Browns president Carmen Policy said Palmer's contract is for five years and would be worth approximately $5 million plus incentives.
Palmer was offered and accepted the job Wednesday after a day spent with Policy, team owner Al Lerner and director of football operations Dwight Clark.
As Palmer talked about his plans for building the new Browns, he stopped to address the former Cleveland players.
'The tradition and pride that you guys have built with the Browns is something we'll cherish and build our program on,' he said.
That was the same type of comment that helped Palmer win over Policy in their first interview late last week. Policy had never met Palmer, but came away from their visit shocked by Palmer's preparedness and an engaging personality he had only heard about.
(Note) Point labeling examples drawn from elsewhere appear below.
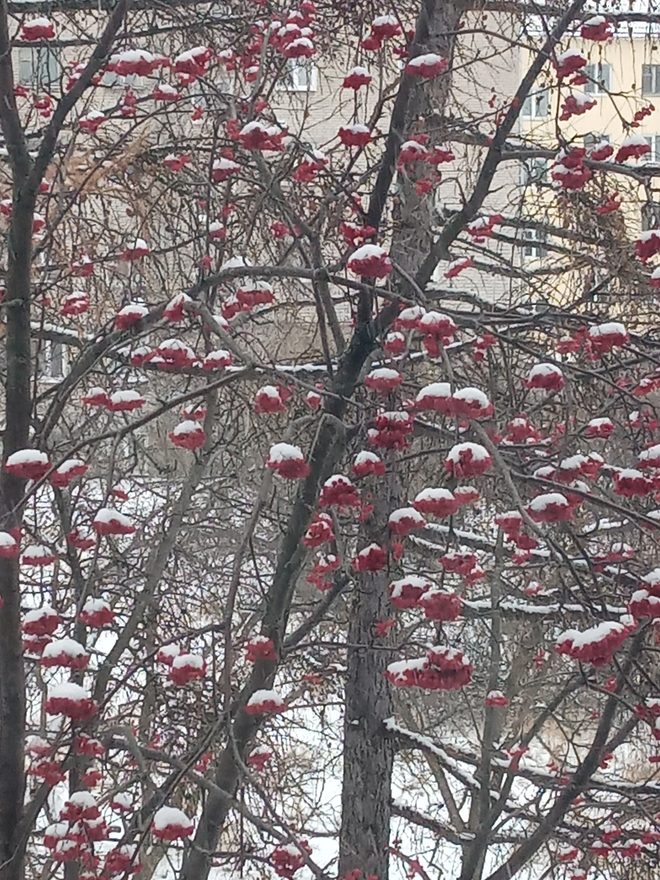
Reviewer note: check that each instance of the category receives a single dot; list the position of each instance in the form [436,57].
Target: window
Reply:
[651,79]
[536,105]
[299,75]
[650,216]
[534,171]
[599,78]
[533,244]
[51,360]
[653,140]
[39,67]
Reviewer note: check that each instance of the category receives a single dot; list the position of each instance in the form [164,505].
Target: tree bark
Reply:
[368,753]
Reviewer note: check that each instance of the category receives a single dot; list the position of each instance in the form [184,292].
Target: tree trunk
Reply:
[368,753]
[18,408]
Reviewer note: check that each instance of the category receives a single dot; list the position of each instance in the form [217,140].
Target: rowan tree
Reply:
[330,545]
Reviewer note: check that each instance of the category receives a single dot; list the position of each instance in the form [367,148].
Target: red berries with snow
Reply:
[29,464]
[471,403]
[596,645]
[356,135]
[287,858]
[188,435]
[547,377]
[405,520]
[287,461]
[436,501]
[440,605]
[370,260]
[259,648]
[368,464]
[175,310]
[496,699]
[635,146]
[339,491]
[74,304]
[605,337]
[171,824]
[468,460]
[136,250]
[270,399]
[441,669]
[265,702]
[38,555]
[550,507]
[71,700]
[600,428]
[186,668]
[125,401]
[68,471]
[406,592]
[436,397]
[41,621]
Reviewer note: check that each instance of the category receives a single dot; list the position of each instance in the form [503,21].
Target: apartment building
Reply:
[623,75]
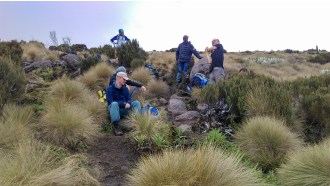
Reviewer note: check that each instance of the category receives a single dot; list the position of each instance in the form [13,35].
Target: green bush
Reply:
[12,81]
[321,58]
[11,50]
[267,141]
[307,167]
[131,50]
[136,63]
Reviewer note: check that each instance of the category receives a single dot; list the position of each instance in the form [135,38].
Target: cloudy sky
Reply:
[159,25]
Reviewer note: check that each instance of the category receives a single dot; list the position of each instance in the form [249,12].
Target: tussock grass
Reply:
[147,126]
[142,75]
[67,124]
[36,51]
[68,90]
[202,166]
[267,141]
[157,88]
[36,164]
[14,126]
[307,167]
[98,77]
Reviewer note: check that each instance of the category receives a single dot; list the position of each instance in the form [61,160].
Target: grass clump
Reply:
[307,167]
[37,164]
[266,141]
[14,126]
[205,165]
[67,124]
[142,75]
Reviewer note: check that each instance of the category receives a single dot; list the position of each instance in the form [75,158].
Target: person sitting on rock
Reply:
[128,82]
[119,101]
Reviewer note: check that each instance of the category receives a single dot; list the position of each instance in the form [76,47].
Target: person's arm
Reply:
[177,53]
[113,39]
[133,83]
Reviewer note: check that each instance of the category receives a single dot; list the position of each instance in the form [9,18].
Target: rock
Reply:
[200,67]
[72,61]
[190,115]
[177,106]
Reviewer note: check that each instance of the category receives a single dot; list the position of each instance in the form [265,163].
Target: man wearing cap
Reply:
[119,101]
[128,82]
[183,56]
[119,39]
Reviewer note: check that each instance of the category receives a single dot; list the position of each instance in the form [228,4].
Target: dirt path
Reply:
[114,156]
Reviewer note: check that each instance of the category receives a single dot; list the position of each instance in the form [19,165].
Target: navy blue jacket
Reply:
[128,82]
[217,57]
[185,51]
[119,95]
Palmer fit the Browns' head coaching profile - offensive-minded, expansion team background, experience with young quarterbacks - from the start. The Browns are considering making University of Kentucky quarterback Tim Couch the top pick in the draft.
The Browns had intended to try and hire Minnesota offensive coordinator Brian Billick on Monday, but when he told Cleveland he was still interested in interviewing with Baltimore, Policy said to go ahead and Billick signed with the Ravens.
Policy called Palmer back to meet with Lerner and Clark, who were both out of town when the coach first visited.
Policy said while the interview continued, he received two dozen phone calls endorsing Palmer.